The mainland is an important and fast-growing market for Mazda Motor Corp., which sold more than 70,000 cars in China during the first six months of this year, a 54% increase over the same period last year, said Craig von Essen, head of the auto company’s corporate communications and liaison division in Tokyo. “Mazda has increased its investment over the past 12 to 18 months. China is a country experiencing significant growth and Mazda considers it a good strategic business decision to invest there."

Mazda isn’t the only Japanese car company pinning its hopes on China. Tokyo resident Chris Beaumont, president-CEO, Japan for Grey Global Group, believes Toyota Motor Corp.’s real reason for launching Lexus in Japan last summer was a desire “to beef up its portfolio in the luxury category here because they want to own a global luxury brand--and you can’t be global in the auto industry unless you’re in Japan--so Lexus will perform better in China.”

Trade ties
China overtook the U.S. as Japan's largest trading partner in 2004, and trade volume between the two countries will top $200 billion this year, according to the Japanese Council for the Promotion of International Trade. The nature of the relationship has changed as well, with Japanese eyeing China less as a cheap manufacturing base and more as a consumer market with awesome potential that can help lift Japan’s economy out of a lengthy recession.

“Don’t kid yourself about the importance of China for Japan. There is no question about whether a lot of the positive economic activity in Japan is due to China," said Hong Kong-based Craig Briggs, managing director, Asia for French brand consultancy Desgrippes-Gobe Group, who lived in Tokyo until earlier this year.

A growing middle class in mainland China can afford Japanese brands, perceived as more innovative and high-quality than local products, “plus there is a real hunger by Chinese to catch on to the glamor of Tokyo,” said Alejandro Lopez, president of Beacon, a joint venture between Dentsu and Leo Burnett in Japan.

Beacon, for example, has helped soft drink marketers in China with strategic marketing input based on its knowledge of Japan’s innovative drinks industry, and Wieden+Kennedy helps Sharp market its high-end Aquos plasma TV range in China.

Rising Dentsu
Ad agencies “increasingly are asked by clients to help them with marketing strategies for China,” said Mark Blair, Ogilvy‘s Tokyo-based president, Japan, “to help them understand local conditions and make new products that are right for China.”
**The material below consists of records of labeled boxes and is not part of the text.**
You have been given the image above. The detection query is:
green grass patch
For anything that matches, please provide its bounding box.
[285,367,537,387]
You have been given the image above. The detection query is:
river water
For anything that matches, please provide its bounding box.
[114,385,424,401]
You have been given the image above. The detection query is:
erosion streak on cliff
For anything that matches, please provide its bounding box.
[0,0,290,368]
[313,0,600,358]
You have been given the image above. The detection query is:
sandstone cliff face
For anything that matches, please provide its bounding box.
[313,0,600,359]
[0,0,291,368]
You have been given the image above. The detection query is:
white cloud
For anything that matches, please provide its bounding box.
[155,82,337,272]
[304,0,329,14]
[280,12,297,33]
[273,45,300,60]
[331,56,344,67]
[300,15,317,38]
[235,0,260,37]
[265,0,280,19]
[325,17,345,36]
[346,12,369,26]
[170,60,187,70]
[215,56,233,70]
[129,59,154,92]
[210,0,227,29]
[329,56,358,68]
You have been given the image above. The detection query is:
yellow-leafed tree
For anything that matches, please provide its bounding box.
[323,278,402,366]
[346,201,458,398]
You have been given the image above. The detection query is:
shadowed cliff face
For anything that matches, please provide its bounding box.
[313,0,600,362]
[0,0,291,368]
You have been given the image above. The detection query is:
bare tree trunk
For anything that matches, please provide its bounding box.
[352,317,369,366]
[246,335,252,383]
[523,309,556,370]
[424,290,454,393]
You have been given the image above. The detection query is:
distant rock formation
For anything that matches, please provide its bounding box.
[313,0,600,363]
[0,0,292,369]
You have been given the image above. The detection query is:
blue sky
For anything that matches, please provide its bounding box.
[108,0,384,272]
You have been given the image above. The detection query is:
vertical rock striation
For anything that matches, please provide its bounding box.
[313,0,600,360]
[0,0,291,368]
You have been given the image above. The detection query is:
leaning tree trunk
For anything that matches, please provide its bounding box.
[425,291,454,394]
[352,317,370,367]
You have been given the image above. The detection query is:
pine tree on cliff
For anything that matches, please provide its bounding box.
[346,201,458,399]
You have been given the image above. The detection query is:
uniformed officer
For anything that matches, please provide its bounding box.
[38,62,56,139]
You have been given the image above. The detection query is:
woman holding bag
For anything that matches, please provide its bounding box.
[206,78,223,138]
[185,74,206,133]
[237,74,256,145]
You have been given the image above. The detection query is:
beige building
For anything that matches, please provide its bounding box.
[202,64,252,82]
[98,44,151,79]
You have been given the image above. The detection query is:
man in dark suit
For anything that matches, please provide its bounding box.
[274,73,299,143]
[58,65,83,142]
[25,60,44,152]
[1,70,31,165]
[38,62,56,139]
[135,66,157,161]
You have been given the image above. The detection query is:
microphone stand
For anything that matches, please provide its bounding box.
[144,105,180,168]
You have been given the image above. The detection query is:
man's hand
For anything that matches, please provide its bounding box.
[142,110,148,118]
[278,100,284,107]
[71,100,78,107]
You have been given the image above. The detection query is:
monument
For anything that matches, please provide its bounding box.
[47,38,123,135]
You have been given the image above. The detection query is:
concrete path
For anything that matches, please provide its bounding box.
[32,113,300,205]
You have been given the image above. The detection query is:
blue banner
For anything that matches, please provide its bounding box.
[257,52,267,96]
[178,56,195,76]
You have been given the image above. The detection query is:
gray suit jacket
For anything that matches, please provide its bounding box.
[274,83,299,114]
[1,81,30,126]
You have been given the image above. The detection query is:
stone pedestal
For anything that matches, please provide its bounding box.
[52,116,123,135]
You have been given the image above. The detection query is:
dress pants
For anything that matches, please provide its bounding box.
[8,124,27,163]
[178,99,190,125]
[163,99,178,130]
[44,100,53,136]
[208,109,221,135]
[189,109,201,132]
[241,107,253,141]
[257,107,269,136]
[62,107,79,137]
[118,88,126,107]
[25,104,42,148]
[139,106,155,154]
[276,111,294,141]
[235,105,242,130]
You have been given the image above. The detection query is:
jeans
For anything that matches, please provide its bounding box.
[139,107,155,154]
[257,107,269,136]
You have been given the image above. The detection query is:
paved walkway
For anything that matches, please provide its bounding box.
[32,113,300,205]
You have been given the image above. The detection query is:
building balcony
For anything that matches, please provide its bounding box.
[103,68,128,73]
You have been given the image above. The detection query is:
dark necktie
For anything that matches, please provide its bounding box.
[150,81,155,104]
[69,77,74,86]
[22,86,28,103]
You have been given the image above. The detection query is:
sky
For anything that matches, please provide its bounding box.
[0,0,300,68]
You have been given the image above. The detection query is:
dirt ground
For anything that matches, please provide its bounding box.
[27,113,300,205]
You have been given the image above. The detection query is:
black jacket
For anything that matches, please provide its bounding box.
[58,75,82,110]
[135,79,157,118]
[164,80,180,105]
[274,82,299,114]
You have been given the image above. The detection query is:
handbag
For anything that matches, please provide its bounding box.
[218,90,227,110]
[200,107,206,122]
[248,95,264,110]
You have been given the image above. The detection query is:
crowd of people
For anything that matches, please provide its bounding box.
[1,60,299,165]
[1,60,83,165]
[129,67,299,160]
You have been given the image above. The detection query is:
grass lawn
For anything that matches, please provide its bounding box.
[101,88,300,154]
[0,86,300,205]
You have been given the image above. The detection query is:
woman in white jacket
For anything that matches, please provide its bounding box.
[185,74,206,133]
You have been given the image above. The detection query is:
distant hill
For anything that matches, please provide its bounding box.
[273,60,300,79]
As in Japan, Dentsu is the biggest competitor for Japanese clients the multinational agencies face in China.. Much to its dismay, Japan’s advertising agency giant Dentsu has not succeeded in building a strong global network, but is determined to dominate the Chinese market the way it does in Japan.

While Dentsu cannot own Chinese TV stations outright, the way it owns much of Japan’s airwaves, it has aggressively forged alliances with production companies like Shanghai Media Group to create branded content opportunities. Dentsu’s deep pockets also mean it can operate indefinitely with lower margins than Western agencies owned by holding companies with strict revenue targets like WPP Group. Dentsu now operates one of the largest agencies in Beijing.

Opportunity...or threat?
While Japanese companies largely see the mainland as an opportunity, they are aware that China, likely to overtake Japan as the world’s second largest ad market within the next ten years, is also a potential threat.

Just as Korean brands like Samsung and LG now rival Japanese brands in the eyes of global consumers, Chinese manufacturers like TCL and Lenovo are putting into action ambitious global expansion plans that could further dent venerable Japanese brands like Sony.

Japanese companies are also thinking more about Asia’s other one billion plus population, India, to “spread their bet,” said Dave McCaughan, SVP & director of strategic planning for McCann Erickson Worldwide in Tokyo. “They want to take advantage of China and be part of the marketplace, but they don’t want to be dependent on it.”

Even when China overtakes Japan as an ad market, added Mr. McCaughan, “it will still be the No. 3 player in the world for a long time, because no one else will get near Japan in the next 20 years. Japan’s economy is still very big.”